Wednesday, November 20, 2013 | 10:30 am
Or join us LIVE: 134 Morrill Science Center Conference Room
Michael Runge, USGS Michael Runge, USGS
Research Ecologist, USGS Patuxent Wildlife Research Center

Extreme events are a form of uncertainty.  They are rare, we don’t know when they will happen, but they have large effects (we typically worry about negative effects).  People make decisions in the face of uncertainty like this all the time, often by seeking strategies that reduce the frequency of such events, lessen the impact, or mitigate the effects if they occur.  For example, a homeowner worried about coastal flooding can reduce the frequency of flood damage by building on higher ground, lessen the impact by hardening the coastline in some manner, or mitigate the effects by purchasing flood insurance.  All of these strategies carry some sort of cost, and the challenge to the decision maker is to evaluate the probability of occurrence, the magnitude of damage, the opportunity for mitigation, and the cost for all the alternatives available.  The field of decision analysis provides a full set of tools for analyzing such decisions.  Does climate change alter any of this?  In this talk, I’ll argue that climate change does not really present us with any novel decision contexts, and we already have the decision-analytical tools we need.  For instance, the same homeowner worried about coastal flooding has to estimate how the frequency of flooding will change in the future, whether the magnitude of damage will be higher, and indeed whether anyone will offer flood insurance, but the decision structure and the tools needed to analyze it remain the same.  The challenges are two-fold: (1) recognizing climate change as a decision problem, instead of a science dispute, and (2) developing the appropriate scientific predictive tools to support our decision analyses in the face of climate change.  These same principles apply to conservation decisions as well as they do to microeconomic decisions.

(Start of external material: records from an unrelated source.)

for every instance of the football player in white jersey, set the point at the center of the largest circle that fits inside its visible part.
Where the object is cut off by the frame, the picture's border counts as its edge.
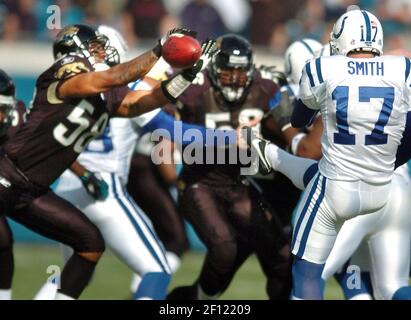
(295, 58)
(363, 100)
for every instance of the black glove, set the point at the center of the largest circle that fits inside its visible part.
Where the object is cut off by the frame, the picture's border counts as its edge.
(95, 185)
(158, 48)
(175, 86)
(271, 73)
(208, 51)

Michael Runge is a Research Ecologist at the USGS Patuxent Wildlife Research Center.  His primary research interests include problems in quantitative ecology related to adaptive management of wildlife resources.  Duties include development and evaluation of principles and theories of adaptive resource management, development and implementation of large-scale management experiments, development of novel applications of adaptive management, technical support for ongoing applications of adaptive management, and development and implementation of other quantitative methods for wildlife management.  Dr. Runge has made many important contributions to adaptive management and decision support science, and has been recognized with the Regional Diretor's Conservation Award (2007) for contributions to the science and recovery efforts of the Florida manatee, and the Superior Service Award (2005) for "an exceptional job of making science available to natural resource managers for use in their management decisions."